Global demand for general industrial lubricants and grease is expected to remain to stand through 2021, hovering around 6.4 million tons, said Kline & Co. in a webinar.
Over the past five years, general industrial oil and grease demand has declined slightly but has remained in the 6.4 million to 6.5 million ton range, according to Kunal Mahajan, project manager for the Parsippany, New Jersey-based consultancy.
He noted that demand for some oils, such as turbine and circulating oils, compressor oil and refrigeration oil, has increased, while demand for other oils – like hydraulic fluid and industrial grease – has declined.
At present, hydraulic fluids lead the segment, accounting for more than 50 percent of industrial oil and grease demand in 2016. Hydraulic fluids are used across various industries in equipment such as forklifts, cherry pickers, metal rolling and hydraulic pumps and motors.
Gear oils and turbine and circulating oils each make up roughly 15 percent of the segment – for a total of 30 percent – followed closely by grease, at around 10 percent. Compressor oil and refrigeration oil share the remaining demand.
Asia-Pacific, with its many developing markets, dominates, holding approximately 45 percent of global demand. The region is followed by Europe and North America, with nearly 15 percent each, with South America and the rest of the world at roughly 7.5 percent of demand.
Kline, however, anticipates demand in Asia-Pacific to decline because of shutdowns in excess capacity in the primary metals and mining industries in China, and industries in Japan shifting operations overseas.
On a global scale, all general industrial oils are expected to enjoy slight growth, all under a CAGR of 1 percent. Grease, however, will see a CAGR decrease of around 1 percent through 2021. Mahajan cites three major factors contributing to this decline.

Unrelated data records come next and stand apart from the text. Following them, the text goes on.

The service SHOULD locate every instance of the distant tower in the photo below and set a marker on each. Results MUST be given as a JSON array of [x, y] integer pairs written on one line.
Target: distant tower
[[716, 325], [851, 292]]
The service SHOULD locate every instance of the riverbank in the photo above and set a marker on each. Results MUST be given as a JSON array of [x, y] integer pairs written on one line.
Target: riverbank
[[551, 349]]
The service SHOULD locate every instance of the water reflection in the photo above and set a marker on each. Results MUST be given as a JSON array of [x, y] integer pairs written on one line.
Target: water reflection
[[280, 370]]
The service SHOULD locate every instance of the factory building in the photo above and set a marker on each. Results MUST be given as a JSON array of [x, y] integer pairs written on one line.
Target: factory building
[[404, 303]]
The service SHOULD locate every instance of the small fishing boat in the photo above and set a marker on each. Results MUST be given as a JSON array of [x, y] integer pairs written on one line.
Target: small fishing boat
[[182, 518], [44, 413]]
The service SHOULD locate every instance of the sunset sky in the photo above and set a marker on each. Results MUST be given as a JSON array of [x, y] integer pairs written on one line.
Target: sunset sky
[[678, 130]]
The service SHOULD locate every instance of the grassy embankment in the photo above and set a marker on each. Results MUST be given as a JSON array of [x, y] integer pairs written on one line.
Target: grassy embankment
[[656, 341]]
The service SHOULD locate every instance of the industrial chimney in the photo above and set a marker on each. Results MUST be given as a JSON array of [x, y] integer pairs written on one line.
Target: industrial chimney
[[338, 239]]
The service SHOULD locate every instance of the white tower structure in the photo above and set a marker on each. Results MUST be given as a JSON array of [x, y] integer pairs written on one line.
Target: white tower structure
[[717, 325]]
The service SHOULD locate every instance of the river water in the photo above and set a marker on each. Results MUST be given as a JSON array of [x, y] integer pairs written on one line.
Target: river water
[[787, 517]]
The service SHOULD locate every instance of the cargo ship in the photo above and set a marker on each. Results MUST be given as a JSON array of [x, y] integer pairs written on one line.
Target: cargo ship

The less demand for primary metals and mining industries, shifting towards high-performance greases, increasing use of over-greasing prevention methods has mentioned as the major factors contributing to this decline.
Some modern equipment, like new hydraulic equipment, have lower fluid volumes with respect to pump flow rate and operate under high temperatures and pressure. “Under such extreme conditions, mineral-oil based products tend to break down, resulting in the precipitation of contaminants. Therefore, end users are moving towards synthetics in modern equipment,” asserted Mahajan.
Synthetics will grow most in turbine and circulate oil, at a CAGR of about 3.5 percent through 2021, followed by refrigeration oil at a CAGR just under 3 percent and gear oil hovering around a CAGR of 2 percent.
It is an observation that the higher use of synthetics, using recycled lubricants and fluid management services may slow down demand; however, the swift growth of synthetics over mineral oils in all product categories offers a new opportunity to the market.